Representations of the Cultural Revolution in Chinese films

Ming-May Jessie Chen

Abstract

Many historians reject the idea that film can represent the historical truth as the written history does, and they critically deny its role as a historical agent. This study recognizes the problem and believes that film can be seen as a source that enhances our historical understanding. This study, based on an interdisciplinary approach, employs a variety of theories from film and history, along with philosophy, literature, and ideology. The historical events examined is the Chinese Cultural Revolution, and the films discussed are the Chinese films related to its representations, for what includes the works from the Fifth Generation, and the others.
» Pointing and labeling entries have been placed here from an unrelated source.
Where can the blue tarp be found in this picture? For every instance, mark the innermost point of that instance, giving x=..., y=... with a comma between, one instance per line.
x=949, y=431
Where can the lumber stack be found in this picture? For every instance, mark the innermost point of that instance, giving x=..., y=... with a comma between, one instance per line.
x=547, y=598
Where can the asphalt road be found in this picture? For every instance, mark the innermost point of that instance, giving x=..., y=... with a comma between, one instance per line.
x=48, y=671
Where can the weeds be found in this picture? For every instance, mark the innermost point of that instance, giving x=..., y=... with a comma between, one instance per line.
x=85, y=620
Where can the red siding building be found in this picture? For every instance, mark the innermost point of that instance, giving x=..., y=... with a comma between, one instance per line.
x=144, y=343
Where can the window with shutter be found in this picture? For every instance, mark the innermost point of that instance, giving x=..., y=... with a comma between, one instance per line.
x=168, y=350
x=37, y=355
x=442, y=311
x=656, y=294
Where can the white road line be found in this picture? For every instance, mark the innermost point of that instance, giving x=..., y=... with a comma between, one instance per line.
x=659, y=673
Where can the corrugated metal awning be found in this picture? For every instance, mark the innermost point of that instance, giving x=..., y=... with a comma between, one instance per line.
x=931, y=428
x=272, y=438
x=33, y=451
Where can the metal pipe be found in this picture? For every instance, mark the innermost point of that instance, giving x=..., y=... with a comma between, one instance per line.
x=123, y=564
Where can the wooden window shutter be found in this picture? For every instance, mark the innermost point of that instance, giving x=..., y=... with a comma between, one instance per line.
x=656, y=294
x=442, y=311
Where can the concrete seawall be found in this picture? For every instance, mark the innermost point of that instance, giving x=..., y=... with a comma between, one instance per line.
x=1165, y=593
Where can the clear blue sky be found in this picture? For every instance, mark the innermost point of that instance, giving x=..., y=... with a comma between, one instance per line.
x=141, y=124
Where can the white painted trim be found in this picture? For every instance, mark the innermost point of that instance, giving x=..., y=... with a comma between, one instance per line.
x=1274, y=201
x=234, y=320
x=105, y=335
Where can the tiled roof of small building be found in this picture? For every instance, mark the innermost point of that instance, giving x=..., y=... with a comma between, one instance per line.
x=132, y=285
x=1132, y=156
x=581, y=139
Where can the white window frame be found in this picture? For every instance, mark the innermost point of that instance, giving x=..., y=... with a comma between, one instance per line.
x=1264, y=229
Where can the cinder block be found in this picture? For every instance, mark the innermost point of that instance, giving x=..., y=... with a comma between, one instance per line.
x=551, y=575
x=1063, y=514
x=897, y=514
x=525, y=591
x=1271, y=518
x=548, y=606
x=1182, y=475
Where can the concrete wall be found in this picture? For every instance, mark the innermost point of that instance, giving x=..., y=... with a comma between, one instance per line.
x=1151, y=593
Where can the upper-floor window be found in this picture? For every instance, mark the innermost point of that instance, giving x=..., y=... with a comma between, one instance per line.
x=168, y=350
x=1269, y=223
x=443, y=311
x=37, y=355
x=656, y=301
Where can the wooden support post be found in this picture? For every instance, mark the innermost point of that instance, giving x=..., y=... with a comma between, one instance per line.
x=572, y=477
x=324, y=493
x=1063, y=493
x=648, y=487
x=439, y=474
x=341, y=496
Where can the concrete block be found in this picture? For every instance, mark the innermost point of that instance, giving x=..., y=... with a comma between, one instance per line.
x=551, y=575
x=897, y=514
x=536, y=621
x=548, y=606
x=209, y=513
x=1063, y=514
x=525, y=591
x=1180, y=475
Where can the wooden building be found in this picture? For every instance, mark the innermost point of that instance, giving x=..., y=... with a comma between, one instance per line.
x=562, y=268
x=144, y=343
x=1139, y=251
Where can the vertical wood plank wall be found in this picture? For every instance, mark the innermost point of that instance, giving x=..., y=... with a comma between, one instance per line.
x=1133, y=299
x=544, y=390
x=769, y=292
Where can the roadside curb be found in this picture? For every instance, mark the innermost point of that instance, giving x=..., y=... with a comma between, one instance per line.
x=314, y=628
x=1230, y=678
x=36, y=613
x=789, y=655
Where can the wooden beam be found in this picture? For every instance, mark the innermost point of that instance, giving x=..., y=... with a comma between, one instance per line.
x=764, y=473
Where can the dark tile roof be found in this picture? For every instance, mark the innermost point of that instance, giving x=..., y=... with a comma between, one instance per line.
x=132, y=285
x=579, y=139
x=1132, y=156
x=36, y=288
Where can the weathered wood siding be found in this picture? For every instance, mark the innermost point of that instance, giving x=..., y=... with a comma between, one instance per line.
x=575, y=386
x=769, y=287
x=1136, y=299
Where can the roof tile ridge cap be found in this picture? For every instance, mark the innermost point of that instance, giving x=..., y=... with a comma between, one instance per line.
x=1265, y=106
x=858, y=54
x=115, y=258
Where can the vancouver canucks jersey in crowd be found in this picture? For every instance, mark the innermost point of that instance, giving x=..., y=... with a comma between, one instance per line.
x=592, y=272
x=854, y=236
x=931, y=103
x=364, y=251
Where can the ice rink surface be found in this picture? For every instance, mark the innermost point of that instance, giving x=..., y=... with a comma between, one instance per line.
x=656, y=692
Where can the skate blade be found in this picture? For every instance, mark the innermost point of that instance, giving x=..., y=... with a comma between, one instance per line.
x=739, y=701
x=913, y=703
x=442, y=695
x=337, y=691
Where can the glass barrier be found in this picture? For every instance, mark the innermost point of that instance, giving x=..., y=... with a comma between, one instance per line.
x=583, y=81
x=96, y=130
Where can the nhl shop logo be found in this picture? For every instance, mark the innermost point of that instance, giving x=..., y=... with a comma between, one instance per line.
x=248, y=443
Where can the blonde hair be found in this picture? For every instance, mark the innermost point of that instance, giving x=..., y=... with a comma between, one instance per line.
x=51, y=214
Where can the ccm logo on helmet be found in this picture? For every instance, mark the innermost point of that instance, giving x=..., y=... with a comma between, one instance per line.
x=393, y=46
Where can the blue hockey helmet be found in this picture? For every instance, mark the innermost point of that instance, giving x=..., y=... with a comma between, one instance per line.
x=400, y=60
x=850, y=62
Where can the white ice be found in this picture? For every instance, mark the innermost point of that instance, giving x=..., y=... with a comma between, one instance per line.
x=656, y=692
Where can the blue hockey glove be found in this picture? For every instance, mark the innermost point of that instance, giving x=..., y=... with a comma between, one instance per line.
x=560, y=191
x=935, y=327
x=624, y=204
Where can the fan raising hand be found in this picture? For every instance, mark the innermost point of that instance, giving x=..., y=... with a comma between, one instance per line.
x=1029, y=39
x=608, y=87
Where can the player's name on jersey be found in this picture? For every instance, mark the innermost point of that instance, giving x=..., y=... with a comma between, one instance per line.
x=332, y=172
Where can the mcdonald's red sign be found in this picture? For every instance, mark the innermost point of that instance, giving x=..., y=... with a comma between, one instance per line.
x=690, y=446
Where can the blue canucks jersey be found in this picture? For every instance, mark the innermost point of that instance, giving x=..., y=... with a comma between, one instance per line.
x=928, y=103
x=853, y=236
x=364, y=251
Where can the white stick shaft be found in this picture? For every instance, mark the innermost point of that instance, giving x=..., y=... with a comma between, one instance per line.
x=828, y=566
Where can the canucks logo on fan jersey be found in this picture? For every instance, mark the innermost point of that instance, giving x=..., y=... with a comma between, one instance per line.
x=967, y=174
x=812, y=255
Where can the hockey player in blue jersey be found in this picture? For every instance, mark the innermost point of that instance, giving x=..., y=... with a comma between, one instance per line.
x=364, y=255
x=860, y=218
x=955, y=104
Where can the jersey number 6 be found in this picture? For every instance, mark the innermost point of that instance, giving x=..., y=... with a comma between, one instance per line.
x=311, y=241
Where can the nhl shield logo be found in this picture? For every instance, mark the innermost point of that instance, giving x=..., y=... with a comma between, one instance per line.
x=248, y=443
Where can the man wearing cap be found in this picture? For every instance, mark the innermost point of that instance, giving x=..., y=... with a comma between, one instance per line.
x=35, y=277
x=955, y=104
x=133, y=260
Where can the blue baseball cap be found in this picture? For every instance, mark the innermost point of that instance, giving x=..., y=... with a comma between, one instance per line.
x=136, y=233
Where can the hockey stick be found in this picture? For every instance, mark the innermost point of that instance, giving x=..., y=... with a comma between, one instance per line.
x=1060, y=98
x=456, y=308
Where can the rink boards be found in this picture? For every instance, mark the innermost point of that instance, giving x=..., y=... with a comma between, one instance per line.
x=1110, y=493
The films made by the Fifth Generation filmmakers, such as, Chen Kaige's Farewell, My Concubine , Tian Zhuangzhuang's The Blue Kite , and Zhang Yimou's To Live are the major subject of discussion in this project. This study has employed theories from multiple fields to endorse the value of historical films. Among those theories, the perspective of historical relativism is favored more than the approach of historical objectivity, in which the orthodox historians insist that historiography belongs to science, rather than art. This study agrees with relativist Hayden White's assumption that historical writings, like novels or poems, can be emplotted with archetypal narratives. In applying this notion, the Cultural Revolution in Chinese films can be seen as a work of literature that is emplotted into four modes of narrative: Tragedy, Comedy, Irony, and Romance.